正義の問題

カルネアデスの板だとかミニョネット号事件、5人を助けるために1人を殺す選択をできるかなど近年はやった正義の問題について。

この種の問題は意図的に誰かを殺す行動をとることで誰かを死なせずに済ませたり、自分が行動しないことによって、誰かが死ぬが誰かが助かる事故を防止しなかったりとパターンを様々に変えて出されます。重要なことは人数や状況を変えながらも、必ず誰かが死ぬということです。そして、人は誰かを殺すことが許されるのか、何をもって殺したといえるのかということが問われます。回答する人々は、不作為(何かをしないこと)は行為に含めないとか、あるいは死者の人数によって判断し、死ぬ人数が少なくなる行為を正当化したりします。

そして大抵は結論はでないで「各自考えてみるように」等のかたちに終了されることになります。

また、なぜ解決できないかといえば、この種の問題に答えを出してしまうと、その死んでしまう立場に立った時に、自分、あるいは自分にとって大事な人が死ぬことを受け入れなければならくなるからです。

倫理の問題などではなく、なぜ解決できないかという人の感情のあり方の問題としてとらえた方がわかりやすいのです。

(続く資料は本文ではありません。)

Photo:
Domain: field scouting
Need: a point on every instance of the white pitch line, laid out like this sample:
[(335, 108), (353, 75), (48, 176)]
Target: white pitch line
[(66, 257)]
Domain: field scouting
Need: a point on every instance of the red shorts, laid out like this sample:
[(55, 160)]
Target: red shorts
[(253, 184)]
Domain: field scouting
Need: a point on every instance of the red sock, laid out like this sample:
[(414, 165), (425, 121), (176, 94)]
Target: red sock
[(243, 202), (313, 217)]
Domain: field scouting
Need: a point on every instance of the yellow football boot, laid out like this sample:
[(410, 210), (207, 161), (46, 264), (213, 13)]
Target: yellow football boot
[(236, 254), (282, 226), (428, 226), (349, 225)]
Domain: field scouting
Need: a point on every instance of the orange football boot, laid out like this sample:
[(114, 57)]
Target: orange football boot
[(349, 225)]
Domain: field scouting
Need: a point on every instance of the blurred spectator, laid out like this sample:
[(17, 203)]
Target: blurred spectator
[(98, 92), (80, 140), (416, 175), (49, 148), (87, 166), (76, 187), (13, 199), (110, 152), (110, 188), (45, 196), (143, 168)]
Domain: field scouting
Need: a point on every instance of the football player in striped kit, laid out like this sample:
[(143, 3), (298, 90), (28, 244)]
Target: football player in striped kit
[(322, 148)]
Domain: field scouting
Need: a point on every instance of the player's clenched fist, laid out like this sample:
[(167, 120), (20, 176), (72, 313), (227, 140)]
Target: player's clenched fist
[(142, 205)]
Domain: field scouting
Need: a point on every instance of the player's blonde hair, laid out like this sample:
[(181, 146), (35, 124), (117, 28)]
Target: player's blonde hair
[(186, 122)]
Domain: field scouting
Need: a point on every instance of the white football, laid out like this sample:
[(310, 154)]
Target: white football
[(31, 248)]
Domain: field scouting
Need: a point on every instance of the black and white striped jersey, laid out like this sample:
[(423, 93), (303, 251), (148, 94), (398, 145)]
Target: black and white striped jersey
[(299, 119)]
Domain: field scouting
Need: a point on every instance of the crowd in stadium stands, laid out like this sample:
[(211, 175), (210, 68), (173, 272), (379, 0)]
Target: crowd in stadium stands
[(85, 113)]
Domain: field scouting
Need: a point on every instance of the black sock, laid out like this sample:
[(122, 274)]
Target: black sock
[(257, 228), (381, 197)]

あるいは倫理は感情と深く結びついていて、感情には絶対に受け入れないものがある、と考えてもよいかもしれません。

この質問に対して悩めば悩むほど人の死が、いかに避けなければいけないものであるかに頭を悩ますことになります。その時間は、私たちが人が死ぬことの重大さや殺人の非道さを脳裏に焼き付けている時間といえます。つまりこの問いは、解けないで悩む時間に人の命について考えるということが大事な問題です。